En descendant l’escalier qui mène au sous-sol où se trouvent d’autres photos et des objets, on remarque des pages dactylographiées et manuscrites, signées et datées, éparpillées au sol et sur les marches. On peut s’y pencher ou les fouler sans s’arrêter, revenir. En bas, de grands panneaux rouges portant des textes, des photographies et des vitrines de papiers personnels disent la voracité précoce avec laquelle Mario Vargas Llosa est entré en littérature. Depuis toujours, il dévore les livres, dont les auteurs classiques français. Sur une liste établie par lui en 1981 d’une trentaine d’écrivains et d’œuvres qu’il considère comme les maîtres absolus des XIXe et XXe siècles se trouvent en tête Hugo, Stendhal, Balzac et Flaubert.

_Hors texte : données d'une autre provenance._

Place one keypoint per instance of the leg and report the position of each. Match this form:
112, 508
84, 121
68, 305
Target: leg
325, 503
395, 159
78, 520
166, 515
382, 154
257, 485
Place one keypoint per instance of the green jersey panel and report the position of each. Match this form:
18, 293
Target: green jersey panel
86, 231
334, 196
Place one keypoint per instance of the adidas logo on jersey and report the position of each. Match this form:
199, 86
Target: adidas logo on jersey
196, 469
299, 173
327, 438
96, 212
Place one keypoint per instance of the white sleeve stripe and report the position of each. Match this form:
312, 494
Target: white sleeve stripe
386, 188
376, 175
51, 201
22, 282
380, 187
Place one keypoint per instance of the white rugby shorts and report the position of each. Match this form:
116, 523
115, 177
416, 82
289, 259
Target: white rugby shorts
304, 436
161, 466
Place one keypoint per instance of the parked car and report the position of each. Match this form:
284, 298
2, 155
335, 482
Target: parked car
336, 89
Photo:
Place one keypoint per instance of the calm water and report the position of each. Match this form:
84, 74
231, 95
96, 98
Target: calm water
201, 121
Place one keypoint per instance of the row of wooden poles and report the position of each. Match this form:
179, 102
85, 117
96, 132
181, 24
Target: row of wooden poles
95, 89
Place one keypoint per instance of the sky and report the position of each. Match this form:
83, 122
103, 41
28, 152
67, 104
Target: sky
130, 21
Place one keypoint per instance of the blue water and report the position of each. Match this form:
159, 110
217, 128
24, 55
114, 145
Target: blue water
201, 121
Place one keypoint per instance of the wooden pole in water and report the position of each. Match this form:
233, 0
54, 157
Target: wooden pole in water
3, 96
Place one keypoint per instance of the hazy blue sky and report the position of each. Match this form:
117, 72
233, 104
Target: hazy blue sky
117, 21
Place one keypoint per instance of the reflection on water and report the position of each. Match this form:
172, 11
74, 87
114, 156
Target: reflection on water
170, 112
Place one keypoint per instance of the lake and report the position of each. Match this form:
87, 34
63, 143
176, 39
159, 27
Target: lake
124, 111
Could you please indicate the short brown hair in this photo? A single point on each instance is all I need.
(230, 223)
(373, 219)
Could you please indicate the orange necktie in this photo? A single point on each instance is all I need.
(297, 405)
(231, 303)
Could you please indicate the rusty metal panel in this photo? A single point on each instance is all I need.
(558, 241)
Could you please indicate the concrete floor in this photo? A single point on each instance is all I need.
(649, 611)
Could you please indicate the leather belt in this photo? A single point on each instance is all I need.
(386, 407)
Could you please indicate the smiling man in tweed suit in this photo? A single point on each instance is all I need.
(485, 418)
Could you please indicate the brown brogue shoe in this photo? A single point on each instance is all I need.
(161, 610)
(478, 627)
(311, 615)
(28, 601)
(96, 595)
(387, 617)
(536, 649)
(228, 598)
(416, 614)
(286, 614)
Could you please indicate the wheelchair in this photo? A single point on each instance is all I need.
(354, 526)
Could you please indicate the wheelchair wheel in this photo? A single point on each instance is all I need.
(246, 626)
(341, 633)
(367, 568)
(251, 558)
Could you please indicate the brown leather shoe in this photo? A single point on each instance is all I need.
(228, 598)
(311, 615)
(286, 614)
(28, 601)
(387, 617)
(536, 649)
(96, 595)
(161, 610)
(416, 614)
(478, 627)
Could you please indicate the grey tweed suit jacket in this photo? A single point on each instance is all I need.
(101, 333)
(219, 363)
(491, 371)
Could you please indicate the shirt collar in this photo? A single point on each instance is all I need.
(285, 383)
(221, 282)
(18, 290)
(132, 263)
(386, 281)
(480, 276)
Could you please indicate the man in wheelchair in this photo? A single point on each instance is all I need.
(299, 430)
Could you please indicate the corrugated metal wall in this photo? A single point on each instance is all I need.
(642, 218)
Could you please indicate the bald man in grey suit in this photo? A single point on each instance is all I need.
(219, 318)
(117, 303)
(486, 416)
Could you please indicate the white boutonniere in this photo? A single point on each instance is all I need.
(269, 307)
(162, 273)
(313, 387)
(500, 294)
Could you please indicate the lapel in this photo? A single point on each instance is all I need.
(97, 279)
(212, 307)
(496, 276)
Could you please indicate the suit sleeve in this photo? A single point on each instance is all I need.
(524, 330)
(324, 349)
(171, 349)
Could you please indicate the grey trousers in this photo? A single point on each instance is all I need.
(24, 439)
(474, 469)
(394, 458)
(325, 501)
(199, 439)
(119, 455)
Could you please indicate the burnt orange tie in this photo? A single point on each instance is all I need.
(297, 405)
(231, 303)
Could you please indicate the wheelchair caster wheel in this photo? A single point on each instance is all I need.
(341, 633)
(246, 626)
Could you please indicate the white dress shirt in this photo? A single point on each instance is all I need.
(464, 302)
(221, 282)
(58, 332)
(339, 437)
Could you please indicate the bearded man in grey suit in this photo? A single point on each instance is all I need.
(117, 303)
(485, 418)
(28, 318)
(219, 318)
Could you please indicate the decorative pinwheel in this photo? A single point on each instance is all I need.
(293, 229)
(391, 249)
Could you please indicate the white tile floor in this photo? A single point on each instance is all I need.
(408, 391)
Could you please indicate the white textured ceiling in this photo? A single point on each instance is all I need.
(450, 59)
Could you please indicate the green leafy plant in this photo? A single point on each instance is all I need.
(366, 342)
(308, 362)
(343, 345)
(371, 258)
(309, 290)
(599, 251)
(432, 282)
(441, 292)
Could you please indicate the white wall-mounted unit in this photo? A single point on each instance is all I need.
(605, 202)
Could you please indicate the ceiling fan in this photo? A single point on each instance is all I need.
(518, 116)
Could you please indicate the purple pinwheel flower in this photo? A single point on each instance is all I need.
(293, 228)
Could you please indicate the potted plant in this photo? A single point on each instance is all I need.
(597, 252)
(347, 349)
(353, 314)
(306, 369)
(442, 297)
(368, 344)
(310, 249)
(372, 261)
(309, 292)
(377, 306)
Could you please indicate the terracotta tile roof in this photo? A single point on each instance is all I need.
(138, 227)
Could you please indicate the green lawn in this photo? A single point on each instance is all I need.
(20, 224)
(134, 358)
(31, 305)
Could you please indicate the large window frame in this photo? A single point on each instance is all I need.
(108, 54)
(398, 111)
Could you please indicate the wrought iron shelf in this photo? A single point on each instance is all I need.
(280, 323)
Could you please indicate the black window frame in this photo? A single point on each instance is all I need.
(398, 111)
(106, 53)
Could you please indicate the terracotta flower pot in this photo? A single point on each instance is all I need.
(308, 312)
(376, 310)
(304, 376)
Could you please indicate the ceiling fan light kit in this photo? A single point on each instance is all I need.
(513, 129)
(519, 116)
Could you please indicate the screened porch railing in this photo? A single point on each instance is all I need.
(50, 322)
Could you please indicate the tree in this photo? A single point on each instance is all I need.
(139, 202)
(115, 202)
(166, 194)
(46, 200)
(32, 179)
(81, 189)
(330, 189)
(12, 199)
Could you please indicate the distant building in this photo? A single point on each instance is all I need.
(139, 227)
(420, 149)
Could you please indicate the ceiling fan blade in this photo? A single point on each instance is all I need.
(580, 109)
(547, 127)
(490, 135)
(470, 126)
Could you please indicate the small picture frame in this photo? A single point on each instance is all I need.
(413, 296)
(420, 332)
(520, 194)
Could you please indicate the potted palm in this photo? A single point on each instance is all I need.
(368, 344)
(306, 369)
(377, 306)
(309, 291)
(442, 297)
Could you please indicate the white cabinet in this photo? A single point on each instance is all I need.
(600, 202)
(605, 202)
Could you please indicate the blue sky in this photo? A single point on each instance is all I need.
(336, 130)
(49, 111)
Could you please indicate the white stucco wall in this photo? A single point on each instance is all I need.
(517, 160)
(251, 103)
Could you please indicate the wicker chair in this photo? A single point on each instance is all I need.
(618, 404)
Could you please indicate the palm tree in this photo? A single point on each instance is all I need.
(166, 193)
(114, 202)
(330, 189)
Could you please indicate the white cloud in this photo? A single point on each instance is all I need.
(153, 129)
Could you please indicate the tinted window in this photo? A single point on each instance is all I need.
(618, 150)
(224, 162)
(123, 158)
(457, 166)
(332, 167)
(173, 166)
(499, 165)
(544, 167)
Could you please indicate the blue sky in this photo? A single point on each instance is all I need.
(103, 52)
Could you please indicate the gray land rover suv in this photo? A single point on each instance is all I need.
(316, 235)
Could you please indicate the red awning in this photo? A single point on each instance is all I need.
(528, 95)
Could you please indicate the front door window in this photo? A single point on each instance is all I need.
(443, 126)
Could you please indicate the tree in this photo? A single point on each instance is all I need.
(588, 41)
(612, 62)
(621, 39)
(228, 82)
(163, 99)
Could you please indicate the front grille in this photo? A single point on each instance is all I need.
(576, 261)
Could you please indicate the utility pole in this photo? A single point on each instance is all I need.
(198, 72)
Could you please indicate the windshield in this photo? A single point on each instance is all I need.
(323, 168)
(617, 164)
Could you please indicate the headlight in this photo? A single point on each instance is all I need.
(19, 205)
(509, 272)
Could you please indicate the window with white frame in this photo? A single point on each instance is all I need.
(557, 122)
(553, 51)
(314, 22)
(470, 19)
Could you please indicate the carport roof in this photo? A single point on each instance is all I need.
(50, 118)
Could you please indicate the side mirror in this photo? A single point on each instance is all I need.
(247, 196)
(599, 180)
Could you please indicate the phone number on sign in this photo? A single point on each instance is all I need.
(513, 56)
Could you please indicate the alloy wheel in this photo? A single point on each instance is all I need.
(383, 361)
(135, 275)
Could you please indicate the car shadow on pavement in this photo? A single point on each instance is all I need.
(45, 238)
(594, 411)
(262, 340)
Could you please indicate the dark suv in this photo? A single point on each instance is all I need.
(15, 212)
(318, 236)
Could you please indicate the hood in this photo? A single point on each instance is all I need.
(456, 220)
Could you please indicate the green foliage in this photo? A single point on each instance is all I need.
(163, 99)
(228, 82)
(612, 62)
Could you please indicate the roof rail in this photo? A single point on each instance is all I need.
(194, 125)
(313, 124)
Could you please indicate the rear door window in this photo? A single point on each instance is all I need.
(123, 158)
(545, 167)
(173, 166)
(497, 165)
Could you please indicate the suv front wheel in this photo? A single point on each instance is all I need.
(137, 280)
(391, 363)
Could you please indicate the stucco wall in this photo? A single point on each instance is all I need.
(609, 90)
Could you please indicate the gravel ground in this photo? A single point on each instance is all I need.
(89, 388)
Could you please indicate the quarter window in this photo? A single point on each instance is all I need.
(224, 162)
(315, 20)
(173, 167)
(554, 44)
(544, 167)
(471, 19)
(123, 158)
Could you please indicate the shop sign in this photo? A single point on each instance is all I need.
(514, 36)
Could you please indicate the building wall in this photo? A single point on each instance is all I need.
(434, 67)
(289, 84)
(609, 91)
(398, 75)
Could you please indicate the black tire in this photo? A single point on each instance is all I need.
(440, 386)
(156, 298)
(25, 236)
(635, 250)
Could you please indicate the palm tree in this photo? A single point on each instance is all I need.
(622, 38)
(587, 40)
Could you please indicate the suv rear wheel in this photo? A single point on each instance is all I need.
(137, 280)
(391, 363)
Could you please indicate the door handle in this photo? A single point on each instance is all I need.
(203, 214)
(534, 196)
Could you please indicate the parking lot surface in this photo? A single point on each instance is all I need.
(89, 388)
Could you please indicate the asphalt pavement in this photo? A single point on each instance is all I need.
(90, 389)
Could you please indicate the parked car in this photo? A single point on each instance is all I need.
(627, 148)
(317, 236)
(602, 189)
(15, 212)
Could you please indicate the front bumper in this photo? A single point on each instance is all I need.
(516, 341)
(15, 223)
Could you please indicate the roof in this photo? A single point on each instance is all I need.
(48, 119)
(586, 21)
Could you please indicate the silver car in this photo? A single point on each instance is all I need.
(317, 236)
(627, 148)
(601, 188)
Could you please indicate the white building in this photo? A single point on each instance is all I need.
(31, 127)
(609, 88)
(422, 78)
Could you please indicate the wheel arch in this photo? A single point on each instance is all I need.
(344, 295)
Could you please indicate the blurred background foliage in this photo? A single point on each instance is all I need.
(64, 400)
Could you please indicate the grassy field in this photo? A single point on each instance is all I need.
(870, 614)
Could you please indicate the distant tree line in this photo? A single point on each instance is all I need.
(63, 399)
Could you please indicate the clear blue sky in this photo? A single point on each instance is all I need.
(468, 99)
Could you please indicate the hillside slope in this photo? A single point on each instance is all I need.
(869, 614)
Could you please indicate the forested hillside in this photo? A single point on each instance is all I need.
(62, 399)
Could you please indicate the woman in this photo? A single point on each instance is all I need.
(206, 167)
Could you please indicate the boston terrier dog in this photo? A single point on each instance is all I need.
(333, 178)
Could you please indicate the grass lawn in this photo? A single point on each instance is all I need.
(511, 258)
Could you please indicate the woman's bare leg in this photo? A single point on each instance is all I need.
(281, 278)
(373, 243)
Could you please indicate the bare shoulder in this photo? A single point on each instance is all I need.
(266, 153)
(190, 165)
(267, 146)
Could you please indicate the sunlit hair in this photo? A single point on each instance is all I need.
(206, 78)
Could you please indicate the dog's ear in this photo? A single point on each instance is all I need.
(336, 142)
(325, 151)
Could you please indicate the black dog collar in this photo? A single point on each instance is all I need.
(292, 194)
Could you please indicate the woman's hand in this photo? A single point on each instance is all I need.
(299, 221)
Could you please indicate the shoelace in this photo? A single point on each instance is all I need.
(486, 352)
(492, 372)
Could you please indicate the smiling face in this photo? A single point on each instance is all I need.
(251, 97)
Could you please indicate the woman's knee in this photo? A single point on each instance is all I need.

Vargas Llosa est aussi témoin et acteur de son temps : un témoin attentif et passionné et un acteur engagé. Des articles de journaux et des extraits filmiques retracent sa carrière de journaliste ainsi que la campagne présidentielle qu’il mena en 1990 pour les élections au Pérou où il s’était réinstallé à partir de 1974. La salle aux hippopotames, qui contient quelques pièces de sa collection particulière d’hippopotames miniatures, est un clin d’œil à la récurrence du mammifère dans ses écrits et à l’importance particulière qu’il accorde au théâtre. Cette collection a en effet été initiée suite à la création de sa pièce, Kathie et l’hippopotame, au début des années 1980.

L’écrivain se démultiplie ainsi autour du monde : historien, journaliste, homme de théâtre, homme politique, reporter, acteur.

La vie littéraire de Mario Vargas Llosa doit beaucoup à Paris. C’est en 1958 qu’il remporte un concours organisé par la Revue Française et se rend dans la capitale française. Durant toute son enfance, il s’était forgé de Paris une image idéale et il affirme ne pas avoir été déçu en arrivant. C’était la bonne époque, nous dit-il tandis que nous déambulions entre les salles en sa compagnie.

Paris, où il passera sept ans, était alors, selon Octavio Paz, "capitale de la culture latino-américaine". Mario Varga Llosa y rencontre aussi Sartre, Beauvoir, suit des conférences captivantes à la Mutualité. C’est dans cette ville qu’il est devenu écrivain, irrémédiablement. Il publie en 1963 La ville et les chiens, son premier roman tiré de son passage au collège militaire de Lima Leoncio Prado. Pourtant, si le théâtre avait été plus développé au Pérou dans les années 50, c’est vers lui qu’il se serait tourné car la dramaturgie l’intéresse avant tout.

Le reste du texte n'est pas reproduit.